Il rischio di ricorrenza di trisomia (13, 18 e 21) nelle famiglie con un caso indice è circa 1%. Tuttavia, nelle famiglie nelle quali la trisomia 18 è causata da una traslocazione, il rischio di ricorrenza è maggiore, se un genitore è portatore di una traslocazione bilanciata.

Epidemiologia

La trisomia 18 è la seconda più comune trisomia di tipo autosomico, dopo la trisomia 21 la quale corrisponde alla nota sindrome di Down.
La frequenza della sindrome alla nascita è relativamente elevata nonostante che oltre l' 85 % delle gravidanze con feti affetti sia destinata ad interrompersi spontaneamente nel corso dei nove mesi.
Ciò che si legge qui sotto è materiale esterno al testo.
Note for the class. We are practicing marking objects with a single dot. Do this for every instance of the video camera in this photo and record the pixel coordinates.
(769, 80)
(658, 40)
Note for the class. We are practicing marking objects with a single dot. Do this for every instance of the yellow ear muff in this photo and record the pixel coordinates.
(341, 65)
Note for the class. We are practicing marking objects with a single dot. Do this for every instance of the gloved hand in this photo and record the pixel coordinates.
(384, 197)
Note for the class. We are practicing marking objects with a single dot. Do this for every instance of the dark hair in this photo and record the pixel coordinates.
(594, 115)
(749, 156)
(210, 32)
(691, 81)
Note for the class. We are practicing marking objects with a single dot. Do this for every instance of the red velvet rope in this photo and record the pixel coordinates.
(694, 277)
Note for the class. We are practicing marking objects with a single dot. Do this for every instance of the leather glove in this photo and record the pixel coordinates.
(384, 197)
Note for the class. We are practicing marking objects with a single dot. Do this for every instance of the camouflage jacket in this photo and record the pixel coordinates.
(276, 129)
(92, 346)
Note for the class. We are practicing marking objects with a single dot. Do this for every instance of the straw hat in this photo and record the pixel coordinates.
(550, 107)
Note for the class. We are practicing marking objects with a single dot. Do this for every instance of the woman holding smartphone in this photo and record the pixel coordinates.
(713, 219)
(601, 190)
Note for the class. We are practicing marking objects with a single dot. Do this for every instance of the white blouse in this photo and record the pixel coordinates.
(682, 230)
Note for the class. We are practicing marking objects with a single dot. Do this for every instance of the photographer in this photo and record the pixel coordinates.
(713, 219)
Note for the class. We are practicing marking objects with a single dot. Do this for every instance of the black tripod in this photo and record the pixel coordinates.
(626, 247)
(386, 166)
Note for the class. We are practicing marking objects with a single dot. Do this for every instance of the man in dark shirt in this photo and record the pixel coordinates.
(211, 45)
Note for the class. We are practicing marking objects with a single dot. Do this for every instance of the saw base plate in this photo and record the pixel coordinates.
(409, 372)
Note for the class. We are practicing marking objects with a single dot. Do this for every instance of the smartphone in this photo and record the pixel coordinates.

Infatti la maggior parte degli individui con trisomia 18 muoiono precocemente durante il periodo embrionario o fetale, come suggerito dalle analisi cromosomiche effettuate nei feti abortiti spontaneamente.
L'incidenza della trisomia 18 calcolata sulla popolazione di bambini nati vivi (quindi sono esclusi dal conteggio tutti i bambini morti in età prenatale) è pari a 1 caso ogni 5.000-6.000 nascite.
Attualmente in Italia - in media - ogni anno nascono circa 200 bambini affetti dalla sindrome di Edwards, con una prevalenza di femmine sui maschi di circa 4 : 1.
I bambini nati vivi sono più frequentemente di sesso femminile, questo perché sembra che la morte in età prenatale sia più comune tra i feti maschi.
Il rischio di avere un figlio affetto dalla sindrome aumenta con l'età della madre. Studi statistici hanno evidenziato, infatti, che hanno maggiori probabilità di concepire un individuo portatore di trisomia 18 le donne di età superiore ai 40 anni.

Cure

Purtroppo, non esiste alcuna terapia per la trisomia 18; questa condizione, infatti, è il risultato di un errore genetico non rimediabile, nemmeno se individuato in una fase precoce dello sviluppo fetale.
D'altronde più del 50% dei bambini muore nella prima settimana.
Le uniche cure possibili riguardano la correzione di alcune anomalie anatomiche, come per esempio l'onfalocele, ma anche in questi casi, prima di agire, è doveroso valutare accuratamente la situazione; il chirurgico specialista, difatti, è tenuto a considerare le volontà dei genitori, i quali devono essere informati delle possibili, ulteriori, complicazioni, cui può andare incontro il loro bambino.

Cenni storici -

La sindrome prende il nome da John Hilton Edwards, che per primo la descrisse nel 1960. Egli è stato un medico e biologo inglese, figlio del chirurgo Harold Clifford Edwards.